I have been fiddling with
Twitter for months now, and frankly just could not find anything engaging about it at all. I kind of liked the simple
API that it has, but at the same time, the idea that Twitter is just, well,
dumb, was reinforced by techies doing things like
setting up their toilet to tweet when it was flushed. There is a portion of this that I admire; I think that more and more of the things in our environment could be set up to communicate to make life easier and better. Doing an 'art project' of this sort helps expose the problems and possibilities of existing communication standards. But this is sufficiently tasteless that it decreased my interest in the technology for a while. I didn't care to tell anyone when I was going somewhere, and couldn't imagine caring what anyone else was doing trivial enough to be encoded in just 140 characters, and I sure as hell don't need to know when someone is on the crapper unless we have to share one.
Facebook has been a lot of fun, so it isn't that I am a social networking curmudgeon ("Hey you damned kids, get your Web 2.0 off my lawn!") and although the status line is roughly analogous to tweets, Facebook has a lot of other things going for it. I'll leave my musings on FB for another post, because it has something interesting going on too that I want to think aloud about.
Anyway, with the recent unrest in Iran following the apparent re-election of Mahmoud Ahmadinejad, I kept hearing that the Iranian people protesting the election, which they said was fixed, were communicating via Twitter. I was not sure what to make of this, so I looked in, and it dawned on me over the course of a few hours (of following with rapt attention, tweets that contained links to cellphone video and news stories) that this was something of great importance. Twitter may not have been intended to be this kind of tool, but many things find their best use only after having been around a while.
What emerged was that this technology provides a quick and easy way for people to let the world know what is going on. One might expect that the mullahs would just pull the plug on all of the communication and internet resources that allowed this. But this is where the politics gets interesting.
To some extent, all of the things that Ahmadinejad and the mullahs have been doing with respect to nuclear enrichment have relied on having a digital infrastructure in place. They cannot just shut it off without screwing themselves. So they shutdown or block servers that carry digital traffic outside the country.
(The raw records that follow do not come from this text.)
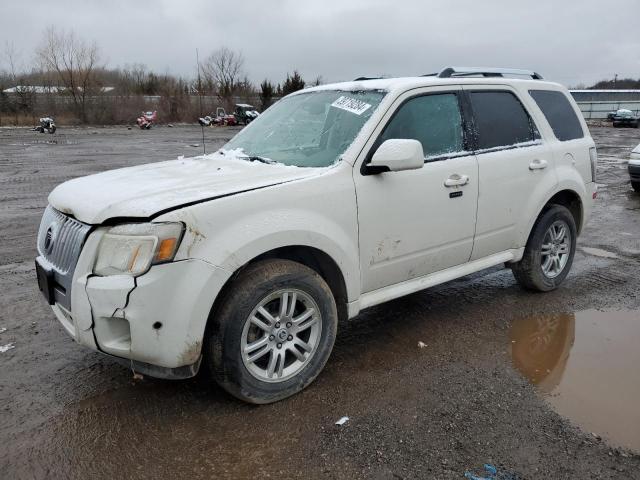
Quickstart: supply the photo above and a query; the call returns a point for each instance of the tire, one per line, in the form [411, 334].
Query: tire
[230, 331]
[530, 270]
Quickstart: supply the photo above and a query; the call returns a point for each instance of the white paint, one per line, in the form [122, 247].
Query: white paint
[389, 234]
[143, 190]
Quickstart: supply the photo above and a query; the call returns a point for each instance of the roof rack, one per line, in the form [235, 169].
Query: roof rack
[485, 72]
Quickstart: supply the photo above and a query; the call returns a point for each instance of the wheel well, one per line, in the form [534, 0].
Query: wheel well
[321, 263]
[570, 200]
[313, 258]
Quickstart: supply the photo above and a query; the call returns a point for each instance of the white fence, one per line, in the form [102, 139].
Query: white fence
[597, 110]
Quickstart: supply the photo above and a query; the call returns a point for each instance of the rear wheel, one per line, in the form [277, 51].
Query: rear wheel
[273, 332]
[549, 252]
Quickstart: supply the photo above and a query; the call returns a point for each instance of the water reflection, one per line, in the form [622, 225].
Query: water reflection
[540, 348]
[586, 365]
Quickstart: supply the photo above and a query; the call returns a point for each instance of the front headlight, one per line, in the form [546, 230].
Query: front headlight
[131, 249]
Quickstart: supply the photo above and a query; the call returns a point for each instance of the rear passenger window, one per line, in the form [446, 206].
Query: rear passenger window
[559, 113]
[433, 120]
[501, 120]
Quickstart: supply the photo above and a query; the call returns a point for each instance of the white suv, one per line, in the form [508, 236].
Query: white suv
[337, 198]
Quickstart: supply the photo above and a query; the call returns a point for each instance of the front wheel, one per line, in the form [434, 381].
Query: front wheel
[273, 331]
[549, 252]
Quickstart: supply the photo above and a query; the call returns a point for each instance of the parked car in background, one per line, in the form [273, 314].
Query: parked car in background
[625, 118]
[245, 113]
[336, 199]
[223, 118]
[146, 120]
[634, 168]
[47, 124]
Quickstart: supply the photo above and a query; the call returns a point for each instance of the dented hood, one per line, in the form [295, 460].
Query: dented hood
[145, 190]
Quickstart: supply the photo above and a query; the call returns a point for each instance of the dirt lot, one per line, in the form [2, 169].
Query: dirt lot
[541, 386]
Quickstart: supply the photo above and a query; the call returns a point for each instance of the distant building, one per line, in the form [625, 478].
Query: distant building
[44, 90]
[596, 104]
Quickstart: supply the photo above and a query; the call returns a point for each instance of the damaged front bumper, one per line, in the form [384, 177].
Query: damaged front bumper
[153, 323]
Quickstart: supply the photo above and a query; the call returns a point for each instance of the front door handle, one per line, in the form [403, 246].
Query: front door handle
[538, 164]
[456, 180]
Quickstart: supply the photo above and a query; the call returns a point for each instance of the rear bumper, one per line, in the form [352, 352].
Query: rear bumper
[634, 170]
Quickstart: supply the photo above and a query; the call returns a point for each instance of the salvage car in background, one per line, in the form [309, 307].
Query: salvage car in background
[634, 168]
[245, 113]
[336, 199]
[625, 118]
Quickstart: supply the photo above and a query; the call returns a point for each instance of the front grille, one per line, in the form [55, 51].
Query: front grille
[60, 240]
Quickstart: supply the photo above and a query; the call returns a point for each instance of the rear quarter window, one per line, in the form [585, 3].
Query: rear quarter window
[501, 120]
[559, 113]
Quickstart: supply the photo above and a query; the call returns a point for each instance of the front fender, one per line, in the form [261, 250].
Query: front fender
[229, 232]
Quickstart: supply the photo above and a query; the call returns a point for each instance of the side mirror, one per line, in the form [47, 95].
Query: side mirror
[397, 154]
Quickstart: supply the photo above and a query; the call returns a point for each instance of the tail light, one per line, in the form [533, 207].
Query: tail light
[593, 156]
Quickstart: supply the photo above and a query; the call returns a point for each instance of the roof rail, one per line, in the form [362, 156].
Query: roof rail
[486, 72]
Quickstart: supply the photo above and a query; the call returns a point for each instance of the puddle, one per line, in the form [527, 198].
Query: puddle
[598, 252]
[587, 366]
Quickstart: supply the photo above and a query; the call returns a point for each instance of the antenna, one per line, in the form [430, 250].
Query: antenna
[204, 145]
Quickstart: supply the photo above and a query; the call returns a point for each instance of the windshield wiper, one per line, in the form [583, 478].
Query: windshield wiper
[257, 158]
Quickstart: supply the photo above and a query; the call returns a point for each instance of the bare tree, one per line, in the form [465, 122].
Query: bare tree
[23, 96]
[223, 70]
[73, 63]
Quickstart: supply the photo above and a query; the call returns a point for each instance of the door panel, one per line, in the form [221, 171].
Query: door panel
[513, 162]
[411, 223]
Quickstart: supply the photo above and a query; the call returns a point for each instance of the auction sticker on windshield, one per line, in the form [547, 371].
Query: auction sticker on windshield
[351, 105]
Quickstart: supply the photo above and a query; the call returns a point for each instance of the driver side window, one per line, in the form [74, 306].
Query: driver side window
[433, 120]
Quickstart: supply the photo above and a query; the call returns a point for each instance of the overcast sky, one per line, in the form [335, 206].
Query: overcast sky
[567, 41]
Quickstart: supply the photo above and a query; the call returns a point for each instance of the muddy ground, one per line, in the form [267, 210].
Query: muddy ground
[458, 401]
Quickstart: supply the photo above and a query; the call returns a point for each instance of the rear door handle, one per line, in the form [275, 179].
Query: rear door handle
[456, 180]
[538, 164]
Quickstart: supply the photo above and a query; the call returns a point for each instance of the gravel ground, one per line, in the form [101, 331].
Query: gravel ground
[431, 412]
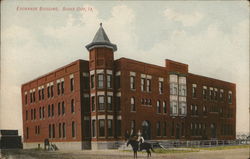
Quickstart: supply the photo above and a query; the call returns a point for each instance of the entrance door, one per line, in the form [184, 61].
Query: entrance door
[177, 131]
[213, 131]
[146, 130]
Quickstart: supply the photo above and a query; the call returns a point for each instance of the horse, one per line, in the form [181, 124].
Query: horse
[143, 146]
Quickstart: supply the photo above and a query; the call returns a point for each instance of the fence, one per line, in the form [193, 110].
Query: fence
[198, 143]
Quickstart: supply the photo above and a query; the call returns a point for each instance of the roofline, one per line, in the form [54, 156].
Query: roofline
[212, 78]
[124, 58]
[39, 77]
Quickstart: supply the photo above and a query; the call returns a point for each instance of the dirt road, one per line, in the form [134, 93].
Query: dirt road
[115, 154]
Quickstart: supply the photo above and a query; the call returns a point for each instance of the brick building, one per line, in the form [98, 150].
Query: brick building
[92, 104]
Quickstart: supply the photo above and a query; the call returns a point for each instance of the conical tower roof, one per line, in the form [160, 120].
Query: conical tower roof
[101, 40]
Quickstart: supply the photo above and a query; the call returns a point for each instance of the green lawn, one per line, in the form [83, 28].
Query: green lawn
[166, 151]
[223, 147]
[187, 150]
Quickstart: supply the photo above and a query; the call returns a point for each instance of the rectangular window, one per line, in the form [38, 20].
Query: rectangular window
[215, 94]
[53, 131]
[101, 102]
[109, 81]
[160, 87]
[118, 103]
[72, 105]
[52, 91]
[158, 127]
[172, 129]
[86, 104]
[100, 78]
[133, 127]
[40, 113]
[63, 108]
[27, 133]
[158, 104]
[194, 90]
[93, 128]
[164, 107]
[48, 110]
[143, 84]
[34, 96]
[182, 129]
[34, 114]
[64, 130]
[101, 127]
[93, 103]
[221, 94]
[48, 92]
[39, 94]
[43, 112]
[211, 94]
[230, 99]
[58, 88]
[132, 102]
[119, 127]
[72, 84]
[31, 114]
[62, 87]
[92, 81]
[183, 107]
[164, 129]
[60, 130]
[50, 129]
[148, 85]
[31, 97]
[173, 107]
[86, 81]
[132, 82]
[204, 92]
[87, 128]
[59, 108]
[26, 99]
[42, 93]
[173, 89]
[27, 114]
[73, 129]
[182, 90]
[52, 110]
[109, 103]
[118, 82]
[110, 127]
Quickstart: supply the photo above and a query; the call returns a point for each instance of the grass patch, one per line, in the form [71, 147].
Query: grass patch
[166, 151]
[223, 147]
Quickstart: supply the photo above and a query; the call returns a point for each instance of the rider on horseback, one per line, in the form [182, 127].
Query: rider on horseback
[140, 139]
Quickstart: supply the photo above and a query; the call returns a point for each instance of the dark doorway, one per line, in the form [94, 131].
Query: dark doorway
[146, 130]
[177, 131]
[213, 131]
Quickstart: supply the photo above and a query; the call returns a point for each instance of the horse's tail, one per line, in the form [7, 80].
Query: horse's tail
[152, 148]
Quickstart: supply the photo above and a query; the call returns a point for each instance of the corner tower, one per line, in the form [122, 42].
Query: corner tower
[101, 59]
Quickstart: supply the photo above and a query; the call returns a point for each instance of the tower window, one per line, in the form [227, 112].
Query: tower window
[101, 127]
[101, 102]
[109, 102]
[109, 81]
[132, 102]
[72, 105]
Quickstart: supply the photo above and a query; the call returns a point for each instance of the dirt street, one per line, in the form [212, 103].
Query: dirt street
[115, 154]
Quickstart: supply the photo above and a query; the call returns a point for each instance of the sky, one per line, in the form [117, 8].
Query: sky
[212, 37]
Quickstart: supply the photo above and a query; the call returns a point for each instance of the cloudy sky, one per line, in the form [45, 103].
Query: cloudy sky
[212, 37]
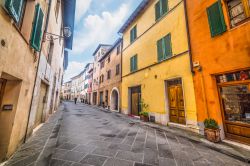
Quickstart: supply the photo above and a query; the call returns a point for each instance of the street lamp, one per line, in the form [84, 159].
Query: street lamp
[67, 33]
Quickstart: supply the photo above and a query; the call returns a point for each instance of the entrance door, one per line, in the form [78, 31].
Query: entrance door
[176, 101]
[39, 113]
[101, 98]
[236, 112]
[135, 100]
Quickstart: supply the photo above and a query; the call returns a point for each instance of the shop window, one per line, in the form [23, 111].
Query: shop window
[235, 76]
[161, 8]
[164, 48]
[236, 103]
[216, 19]
[133, 63]
[238, 10]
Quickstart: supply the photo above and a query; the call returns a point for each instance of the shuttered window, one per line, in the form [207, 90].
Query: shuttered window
[14, 7]
[133, 34]
[133, 63]
[161, 7]
[164, 48]
[216, 19]
[36, 35]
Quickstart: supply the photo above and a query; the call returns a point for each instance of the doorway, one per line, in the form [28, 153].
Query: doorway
[41, 103]
[114, 100]
[176, 101]
[135, 100]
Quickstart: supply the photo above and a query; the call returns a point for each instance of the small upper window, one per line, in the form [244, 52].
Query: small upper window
[238, 10]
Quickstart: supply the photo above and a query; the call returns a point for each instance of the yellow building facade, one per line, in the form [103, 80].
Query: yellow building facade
[156, 64]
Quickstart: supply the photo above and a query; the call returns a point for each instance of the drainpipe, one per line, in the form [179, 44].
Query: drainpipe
[40, 53]
[188, 36]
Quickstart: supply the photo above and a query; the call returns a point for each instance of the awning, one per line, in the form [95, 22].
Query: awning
[69, 20]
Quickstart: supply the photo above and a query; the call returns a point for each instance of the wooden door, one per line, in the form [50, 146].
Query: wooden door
[39, 113]
[176, 104]
[135, 100]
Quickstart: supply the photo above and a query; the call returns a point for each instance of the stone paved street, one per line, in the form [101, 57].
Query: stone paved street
[92, 137]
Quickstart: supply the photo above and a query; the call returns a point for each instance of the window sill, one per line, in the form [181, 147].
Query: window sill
[239, 24]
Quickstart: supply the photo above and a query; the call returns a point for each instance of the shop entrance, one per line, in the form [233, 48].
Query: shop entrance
[176, 101]
[135, 100]
[234, 92]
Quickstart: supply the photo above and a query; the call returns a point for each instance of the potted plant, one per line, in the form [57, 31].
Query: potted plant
[144, 113]
[212, 131]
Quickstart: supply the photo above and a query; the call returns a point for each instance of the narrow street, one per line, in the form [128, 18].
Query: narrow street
[92, 137]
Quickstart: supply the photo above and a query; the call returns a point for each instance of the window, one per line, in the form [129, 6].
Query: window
[133, 63]
[118, 50]
[239, 10]
[164, 48]
[36, 36]
[2, 87]
[102, 64]
[109, 74]
[133, 34]
[117, 69]
[216, 19]
[161, 7]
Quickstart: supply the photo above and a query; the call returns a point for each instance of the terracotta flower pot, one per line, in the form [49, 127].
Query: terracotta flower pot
[212, 135]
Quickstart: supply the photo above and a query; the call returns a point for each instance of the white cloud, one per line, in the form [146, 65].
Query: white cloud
[99, 29]
[82, 7]
[74, 68]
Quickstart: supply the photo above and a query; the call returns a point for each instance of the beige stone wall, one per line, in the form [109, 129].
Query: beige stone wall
[18, 64]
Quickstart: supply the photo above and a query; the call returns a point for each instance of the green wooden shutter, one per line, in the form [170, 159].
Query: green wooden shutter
[131, 64]
[14, 7]
[216, 19]
[36, 34]
[164, 6]
[159, 50]
[157, 11]
[168, 46]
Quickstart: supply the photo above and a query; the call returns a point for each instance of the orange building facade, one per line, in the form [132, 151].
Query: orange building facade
[220, 47]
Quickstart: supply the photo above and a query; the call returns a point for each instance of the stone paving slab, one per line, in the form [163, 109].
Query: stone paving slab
[90, 137]
[40, 145]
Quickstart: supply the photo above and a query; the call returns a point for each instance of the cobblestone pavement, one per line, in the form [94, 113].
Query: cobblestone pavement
[89, 136]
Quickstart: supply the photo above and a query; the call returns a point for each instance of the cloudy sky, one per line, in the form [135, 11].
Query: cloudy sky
[96, 21]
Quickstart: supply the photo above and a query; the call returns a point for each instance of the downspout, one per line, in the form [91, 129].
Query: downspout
[191, 59]
[188, 37]
[45, 31]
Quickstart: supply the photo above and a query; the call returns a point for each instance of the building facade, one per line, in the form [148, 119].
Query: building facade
[98, 54]
[67, 91]
[110, 78]
[220, 43]
[156, 66]
[19, 55]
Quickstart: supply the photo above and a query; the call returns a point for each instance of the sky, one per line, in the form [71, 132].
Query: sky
[96, 21]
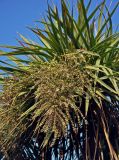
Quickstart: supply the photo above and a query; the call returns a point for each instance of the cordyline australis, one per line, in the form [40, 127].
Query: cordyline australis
[62, 101]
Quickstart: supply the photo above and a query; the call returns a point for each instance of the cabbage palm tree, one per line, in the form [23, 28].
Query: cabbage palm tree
[62, 100]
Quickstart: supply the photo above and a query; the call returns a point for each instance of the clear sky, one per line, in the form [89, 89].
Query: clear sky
[16, 15]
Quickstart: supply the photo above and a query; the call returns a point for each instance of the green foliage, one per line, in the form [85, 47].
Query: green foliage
[66, 93]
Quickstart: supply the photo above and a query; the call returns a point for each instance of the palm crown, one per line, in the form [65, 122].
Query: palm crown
[62, 100]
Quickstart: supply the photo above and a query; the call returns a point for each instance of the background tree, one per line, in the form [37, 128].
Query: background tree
[62, 101]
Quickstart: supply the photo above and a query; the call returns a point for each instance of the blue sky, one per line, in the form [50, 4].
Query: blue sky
[16, 15]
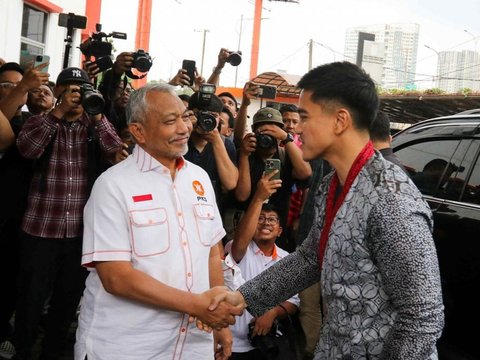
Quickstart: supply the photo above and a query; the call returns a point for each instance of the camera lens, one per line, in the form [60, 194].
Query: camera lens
[234, 58]
[92, 100]
[265, 141]
[206, 121]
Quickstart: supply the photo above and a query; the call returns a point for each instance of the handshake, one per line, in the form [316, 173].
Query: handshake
[216, 308]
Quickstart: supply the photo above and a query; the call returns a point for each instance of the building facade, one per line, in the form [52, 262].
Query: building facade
[33, 26]
[400, 45]
[457, 70]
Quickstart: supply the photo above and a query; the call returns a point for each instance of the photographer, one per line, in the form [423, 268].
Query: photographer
[270, 141]
[116, 90]
[208, 148]
[68, 147]
[254, 250]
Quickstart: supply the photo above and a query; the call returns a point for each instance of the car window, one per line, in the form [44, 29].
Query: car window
[472, 189]
[438, 167]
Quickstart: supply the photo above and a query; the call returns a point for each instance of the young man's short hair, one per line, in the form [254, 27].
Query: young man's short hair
[346, 84]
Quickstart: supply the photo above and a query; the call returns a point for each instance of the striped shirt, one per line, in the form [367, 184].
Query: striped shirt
[59, 187]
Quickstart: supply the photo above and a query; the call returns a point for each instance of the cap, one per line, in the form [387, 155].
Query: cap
[267, 115]
[216, 105]
[230, 95]
[72, 74]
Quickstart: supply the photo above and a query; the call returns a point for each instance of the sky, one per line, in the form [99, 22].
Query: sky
[177, 32]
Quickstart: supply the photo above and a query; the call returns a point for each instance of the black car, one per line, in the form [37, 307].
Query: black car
[442, 157]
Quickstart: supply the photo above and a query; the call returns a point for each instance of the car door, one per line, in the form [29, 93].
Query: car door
[451, 186]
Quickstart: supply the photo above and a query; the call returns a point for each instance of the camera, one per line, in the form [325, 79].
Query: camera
[101, 49]
[205, 120]
[142, 60]
[235, 58]
[265, 141]
[92, 101]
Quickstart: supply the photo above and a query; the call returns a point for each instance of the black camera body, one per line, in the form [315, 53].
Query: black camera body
[92, 101]
[265, 141]
[235, 58]
[98, 47]
[142, 61]
[205, 120]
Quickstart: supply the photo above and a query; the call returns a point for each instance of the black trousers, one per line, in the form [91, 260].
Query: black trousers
[9, 265]
[48, 267]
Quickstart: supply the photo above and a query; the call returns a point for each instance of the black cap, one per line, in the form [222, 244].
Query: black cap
[216, 105]
[72, 74]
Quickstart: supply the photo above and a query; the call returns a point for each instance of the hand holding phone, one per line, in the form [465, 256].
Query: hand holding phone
[28, 61]
[190, 67]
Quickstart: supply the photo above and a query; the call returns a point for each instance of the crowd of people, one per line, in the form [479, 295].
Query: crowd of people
[154, 223]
Twitter matters because people on the outside can help,
by setting up software to provide misdirection, anonymity, and proxies so that bloggers and tweeters in Iran can bypass the routes that have been restricted by the mullahs.
Twitter matters because 24 hours ago, I had never heard of Tor, and had only the vaguest idea of how to set up proxies (my 12 year old already knew, but that is another story). Now I have several things set up to try and help.
A friend of mine and I had a spirited debate over whether Twitter was helping. He seemed to think, from what I can tell, that the fact that 90% of those tweeting support couldn't find Iran on a map, and didn't know anything about Iranian politics, meant that they should just shut up and get out of the way. But the point is that people
are watching, even if they do not know what they are seeing. They can certainly understand a bystanding young woman being shot on the street by the government.
I don't have a dog in the Iranian election fight, and it might well be six of one, half dozen of the other when it comes to who won. I don't know enough to speak about what is going on.
But I do support peaceful assembly, and free speech, and I don't think these sentiments are just products of American cultural imperialism. There is a
Universal Declaration of Human Rights, and peaceful assembly and free speech are in it. So I want to help, and will, in a tiny way, knowing that my servers are not going to change the world. But enough drops fill buckets.